In reporting on Larry Summers’s pending exit from the White House, Politico writes: “President Barack Obama’s team already knows the ideal candidate to replace him on the National Economic Council – a woman CEO.” The story goes on to note that there isn’t a “litmus test” and assures us the White House will hire the “most qualified person,” but also notes that the administration is “acutely aware that all of the administration’s big four economic leadership positions – NEC chief, director of the Office of Management and Budget, Treasury secretary and head of the Council of Economic Advisers – are currently filled by white males with virtually no experience running a major business enterprise.”


It’s a fair concern that the president’s economic team lacks private-sector experience, although as Felix Salmon of Reuters has pointed out, “of all the positions on the White House economic team, one would expect the NEC director to actually be an economist.” But that aside, a business executive might be able to provide the president with much-needed insight into how productive jobs actually are produced and explain why uncertainty about health-care mandates and tax laws discourage business expansion.
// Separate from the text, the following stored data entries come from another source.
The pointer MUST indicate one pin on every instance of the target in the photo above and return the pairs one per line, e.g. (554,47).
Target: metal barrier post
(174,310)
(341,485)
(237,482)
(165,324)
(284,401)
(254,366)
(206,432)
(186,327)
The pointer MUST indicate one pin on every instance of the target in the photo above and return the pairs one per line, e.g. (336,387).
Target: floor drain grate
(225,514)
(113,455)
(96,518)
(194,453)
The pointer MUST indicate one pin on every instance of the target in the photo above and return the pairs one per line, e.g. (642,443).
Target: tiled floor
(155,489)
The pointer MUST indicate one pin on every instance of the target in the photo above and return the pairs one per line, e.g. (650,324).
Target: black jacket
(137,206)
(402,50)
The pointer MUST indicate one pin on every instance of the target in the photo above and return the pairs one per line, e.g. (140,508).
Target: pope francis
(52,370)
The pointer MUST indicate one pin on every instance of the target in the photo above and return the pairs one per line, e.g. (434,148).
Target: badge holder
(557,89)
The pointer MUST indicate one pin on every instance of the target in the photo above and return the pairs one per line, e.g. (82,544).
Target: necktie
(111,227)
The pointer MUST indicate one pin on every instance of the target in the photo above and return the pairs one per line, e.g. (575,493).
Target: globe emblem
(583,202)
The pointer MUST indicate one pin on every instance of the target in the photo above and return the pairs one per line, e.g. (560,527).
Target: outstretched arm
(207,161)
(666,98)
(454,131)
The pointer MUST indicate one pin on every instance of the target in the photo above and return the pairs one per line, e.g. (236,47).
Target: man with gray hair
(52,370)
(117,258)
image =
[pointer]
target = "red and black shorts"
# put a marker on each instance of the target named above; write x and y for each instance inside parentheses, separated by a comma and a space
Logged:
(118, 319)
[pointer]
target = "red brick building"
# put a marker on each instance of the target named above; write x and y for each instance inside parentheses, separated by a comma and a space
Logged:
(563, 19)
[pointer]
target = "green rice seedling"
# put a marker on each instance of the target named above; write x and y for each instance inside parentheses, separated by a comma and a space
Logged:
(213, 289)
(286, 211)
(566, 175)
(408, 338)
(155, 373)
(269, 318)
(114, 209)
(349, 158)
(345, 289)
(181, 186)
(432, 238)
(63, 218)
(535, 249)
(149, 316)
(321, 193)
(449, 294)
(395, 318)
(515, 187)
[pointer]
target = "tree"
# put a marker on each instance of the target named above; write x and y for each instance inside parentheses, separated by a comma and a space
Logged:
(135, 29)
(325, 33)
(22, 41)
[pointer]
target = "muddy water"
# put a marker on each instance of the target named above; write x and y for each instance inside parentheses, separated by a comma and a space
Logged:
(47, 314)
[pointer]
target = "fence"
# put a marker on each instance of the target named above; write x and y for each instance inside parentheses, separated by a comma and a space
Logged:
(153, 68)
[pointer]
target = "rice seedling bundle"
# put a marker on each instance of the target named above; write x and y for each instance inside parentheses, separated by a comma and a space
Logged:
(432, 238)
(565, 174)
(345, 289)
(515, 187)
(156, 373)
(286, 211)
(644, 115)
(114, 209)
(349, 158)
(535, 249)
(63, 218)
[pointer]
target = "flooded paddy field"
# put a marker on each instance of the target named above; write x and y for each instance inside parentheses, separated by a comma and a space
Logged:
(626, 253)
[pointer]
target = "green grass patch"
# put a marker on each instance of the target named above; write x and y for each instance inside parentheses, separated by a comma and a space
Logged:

But why specifically a woman? This is no time for a token appointment. Certainly, plenty of highly qualified women CEOs exist. But this affirmative-action sentiment just undermines any female candidate’s credibility. And why eliminate 50 percent of the potential candidates before the search even begins?


It’s also more evidence, as if any were needed, that the White House doesn’t get the mood in America today. Women (at least those other than hard-core feminists who were already firmly in the Democratic camp) won’t be impressed that the White House has gender balance as the top priority for its economic team. Women, like men, want the Obama administration to pursue policies to encourage economic growth. They don’t care about the gender, color, or religious affiliation of its advisers.


A recent poll by the Independent Women’s Voice found that two-thirds of political independents believe the political process recently has gotten worse, and just 5 percent think it has improved. News that the politically correct optics of the economic team are more important than getting the best people confirms this White House just doesn’t get it.